Gratitude is the theme for the month of November as we gear up to celebrate Thanksgiving. Yet thanking people should not be set aside for a season or holiday. It should be part of our nature – something that we think about as we live, share, connect and make impressions on the world around us.
I recently was on the hunt to hire an intern for our firm. We conducted dozens of interviews. We met some really bright, motivated and eager college students. Yet it was quite a surprise that after dozens of interviews we only received one thank-you note. I ask the question: “Why?”
When you combine a thoughtful card with your words of thanks, you’ll guarantee that the recipient remembers you for many years to come.
Last week, at my 12-year-old’s cotillion class the teacher spent time discussing the importance, power and art of sending a thank-you note, especially if someone gifts you with cash! Thanking people who care for you and shower you with their generosity has to be instilled at a young age. And it should be fostered throughout a lifetime.
Did you know?
The history of the thank-you note is as long and varied as the letter itself. Ancient Egyptians and Chinese cultures wrote notes of goodwill to one another on pieces of papyrus. Years later, in the 1400s, Europeans delivered notes to others within their communities.
However, it was the invention of the stamp in 1840 that finally made sending notes practical on a larger scale. Stores began selling printed notes adorned with artwork, while etiquette books recommended the best practices for writing and sending thank-you notes.
As email replaces letters as our primary means of written communication, thank-you notes have become all the more valued. Taking time out of one’s day to physically write a thank-you note and send it in the mail is an effort that truly stands out and makes any gesture of generosity come full circle. Who doesn’t love receiving a handwritten letter?

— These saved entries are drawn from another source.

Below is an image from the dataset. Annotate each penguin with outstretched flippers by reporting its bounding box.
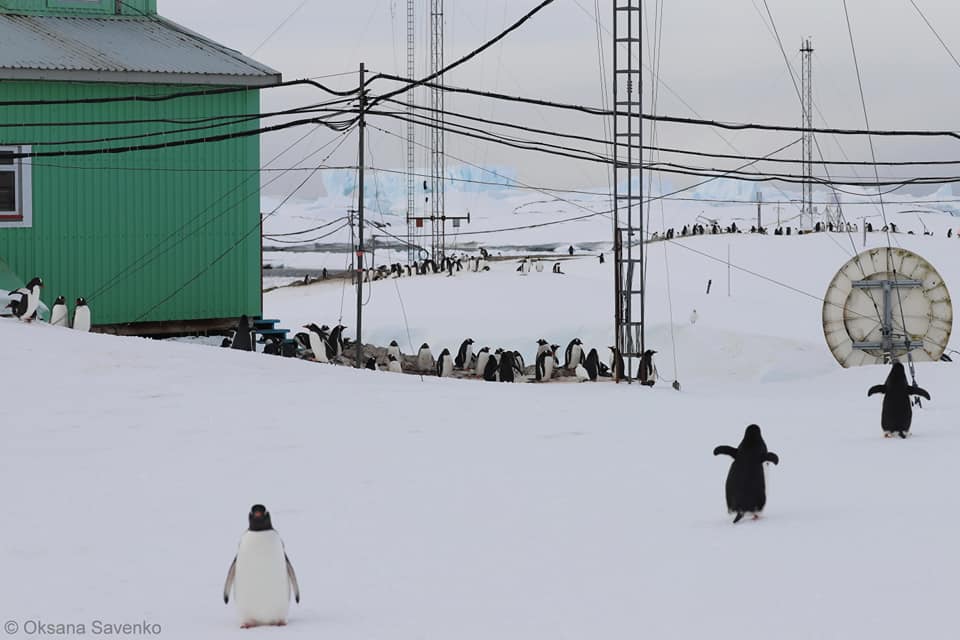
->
[713,424,779,524]
[868,361,931,439]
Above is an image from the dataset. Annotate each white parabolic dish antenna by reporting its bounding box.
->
[822,247,952,368]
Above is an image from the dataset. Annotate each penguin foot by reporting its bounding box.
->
[732,512,744,524]
[270,621,287,627]
[752,514,760,520]
[241,622,258,629]
[898,431,908,439]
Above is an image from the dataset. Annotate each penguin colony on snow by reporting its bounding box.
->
[285,324,663,385]
[2,276,91,331]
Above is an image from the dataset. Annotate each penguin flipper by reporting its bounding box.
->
[867,384,886,397]
[713,445,737,458]
[764,452,780,465]
[910,386,931,401]
[285,554,301,604]
[223,555,237,604]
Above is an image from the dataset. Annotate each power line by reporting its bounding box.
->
[908,0,960,72]
[250,0,310,55]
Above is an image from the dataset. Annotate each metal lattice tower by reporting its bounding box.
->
[429,0,446,261]
[405,0,417,262]
[613,0,644,382]
[801,38,814,229]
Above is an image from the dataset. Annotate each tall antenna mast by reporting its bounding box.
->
[801,37,814,229]
[429,0,446,262]
[405,0,417,262]
[612,0,644,382]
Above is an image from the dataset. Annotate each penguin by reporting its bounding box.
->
[564,338,585,369]
[387,340,402,361]
[574,363,590,382]
[436,348,453,378]
[637,349,657,386]
[482,350,500,381]
[223,504,300,628]
[455,338,475,370]
[690,309,699,325]
[868,361,931,438]
[713,425,780,523]
[50,296,68,327]
[416,343,435,372]
[536,339,550,357]
[387,354,403,373]
[584,348,600,381]
[474,346,491,377]
[365,357,377,371]
[4,290,28,319]
[303,324,330,363]
[220,337,233,348]
[608,346,625,383]
[328,325,347,358]
[229,315,253,351]
[72,297,92,332]
[512,351,526,376]
[535,346,556,382]
[498,350,516,383]
[13,276,43,322]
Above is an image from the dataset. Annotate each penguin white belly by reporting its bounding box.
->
[575,364,589,382]
[308,333,329,363]
[24,291,40,319]
[50,305,68,327]
[417,351,434,371]
[475,352,489,376]
[388,360,403,373]
[234,531,290,626]
[570,345,582,369]
[72,306,91,331]
[387,346,401,360]
[440,358,453,377]
[543,356,554,380]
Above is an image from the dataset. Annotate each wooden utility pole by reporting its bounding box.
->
[355,63,366,369]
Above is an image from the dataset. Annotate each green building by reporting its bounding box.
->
[0,0,280,334]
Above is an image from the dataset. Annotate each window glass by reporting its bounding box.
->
[0,172,15,212]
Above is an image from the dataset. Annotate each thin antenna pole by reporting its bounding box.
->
[355,62,366,369]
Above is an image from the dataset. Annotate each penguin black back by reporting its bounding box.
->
[584,348,599,381]
[499,351,516,382]
[713,424,779,523]
[483,352,499,381]
[868,362,931,438]
[248,504,274,531]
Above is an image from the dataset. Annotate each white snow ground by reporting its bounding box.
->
[4,209,960,638]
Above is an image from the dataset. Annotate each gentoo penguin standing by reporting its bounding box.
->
[50,296,68,327]
[690,309,699,325]
[436,348,453,378]
[387,354,403,373]
[536,345,556,382]
[303,324,330,363]
[483,350,500,381]
[564,338,585,369]
[229,314,253,350]
[416,343,435,372]
[224,504,300,628]
[12,276,43,322]
[713,425,780,523]
[387,340,402,362]
[474,347,491,377]
[608,346,625,383]
[536,339,550,357]
[498,350,517,383]
[72,297,92,332]
[868,361,931,438]
[584,348,600,381]
[637,349,657,386]
[328,325,347,358]
[455,338,475,370]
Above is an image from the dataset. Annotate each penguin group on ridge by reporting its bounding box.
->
[2,276,91,330]
[358,253,490,284]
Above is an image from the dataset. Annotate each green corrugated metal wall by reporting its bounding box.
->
[0,80,262,327]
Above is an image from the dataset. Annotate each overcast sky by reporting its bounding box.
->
[161,0,960,200]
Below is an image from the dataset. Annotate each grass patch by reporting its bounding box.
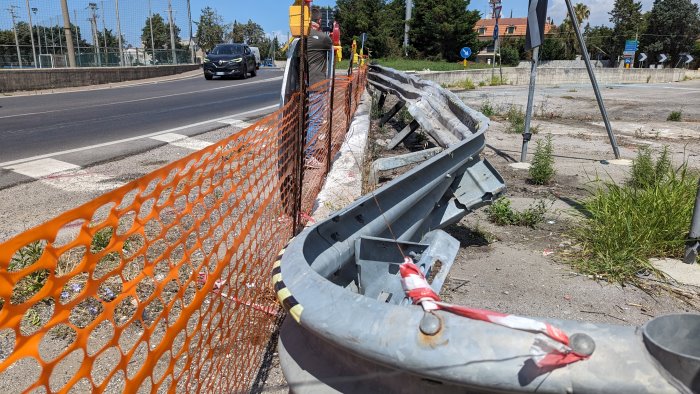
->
[574,148,699,283]
[478,80,487,87]
[505,106,539,134]
[529,135,556,185]
[339,58,495,71]
[451,78,476,90]
[370,93,382,119]
[479,101,496,118]
[667,110,682,122]
[567,89,578,92]
[489,76,508,86]
[487,197,548,228]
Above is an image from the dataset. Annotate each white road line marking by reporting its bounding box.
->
[0,76,283,120]
[150,133,214,150]
[0,104,279,168]
[218,119,253,128]
[6,158,80,178]
[4,158,124,192]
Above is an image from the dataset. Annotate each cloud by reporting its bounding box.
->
[547,0,700,26]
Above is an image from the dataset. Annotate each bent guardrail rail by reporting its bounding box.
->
[274,66,699,393]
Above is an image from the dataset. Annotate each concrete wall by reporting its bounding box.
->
[0,64,200,93]
[415,67,689,87]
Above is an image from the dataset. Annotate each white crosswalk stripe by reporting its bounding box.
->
[4,158,124,192]
[150,133,214,150]
[218,119,253,128]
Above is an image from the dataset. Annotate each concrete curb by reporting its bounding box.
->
[311,91,372,222]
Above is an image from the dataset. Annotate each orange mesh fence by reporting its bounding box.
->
[0,68,366,393]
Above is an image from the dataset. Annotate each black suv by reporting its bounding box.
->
[203,44,257,80]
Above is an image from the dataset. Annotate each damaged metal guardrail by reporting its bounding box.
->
[273,66,700,393]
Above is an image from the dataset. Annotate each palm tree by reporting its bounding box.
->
[573,3,590,26]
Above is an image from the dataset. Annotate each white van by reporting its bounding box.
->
[249,47,261,69]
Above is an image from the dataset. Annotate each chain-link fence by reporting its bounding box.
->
[1,0,195,68]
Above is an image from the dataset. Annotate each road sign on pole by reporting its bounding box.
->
[638,53,647,63]
[525,0,548,50]
[658,53,668,63]
[460,47,472,59]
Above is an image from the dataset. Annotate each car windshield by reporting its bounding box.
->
[211,45,243,55]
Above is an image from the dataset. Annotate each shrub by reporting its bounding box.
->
[480,101,496,117]
[574,149,699,283]
[667,111,682,122]
[487,197,547,228]
[529,135,556,185]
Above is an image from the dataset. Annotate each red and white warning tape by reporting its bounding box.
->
[400,257,588,369]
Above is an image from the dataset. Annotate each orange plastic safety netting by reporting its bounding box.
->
[0,68,366,393]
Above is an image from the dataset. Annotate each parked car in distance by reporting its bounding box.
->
[249,47,261,69]
[202,43,257,80]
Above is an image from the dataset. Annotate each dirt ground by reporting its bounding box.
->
[258,78,700,392]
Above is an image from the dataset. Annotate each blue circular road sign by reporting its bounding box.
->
[460,47,472,59]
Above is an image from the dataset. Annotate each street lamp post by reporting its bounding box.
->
[167,0,177,65]
[25,1,38,67]
[8,6,23,68]
[148,0,155,64]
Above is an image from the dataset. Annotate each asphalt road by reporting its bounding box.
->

How many times did your parents have to nudge you with a… “Did you say thank you” remark?
After my children have been showered with gifts for their birthdays, I let them smile and relish in the moment for a whole 5 seconds before I state, “Don’t forget, you need to write ‘thank you’ notes!” I do hope this thought process becomes intuitive for my kids. If so, I know it will be one simple way for them to stand out in a crowd while expressing their genuine gratitude.
My husband and I joke, “When will that day come?”
So this Thanksgiving, think about who in your life deserves a hand-written thank you. I must admit, I still need to work harder on this. I do know, however, when I do…I am separating myself from the ordinary.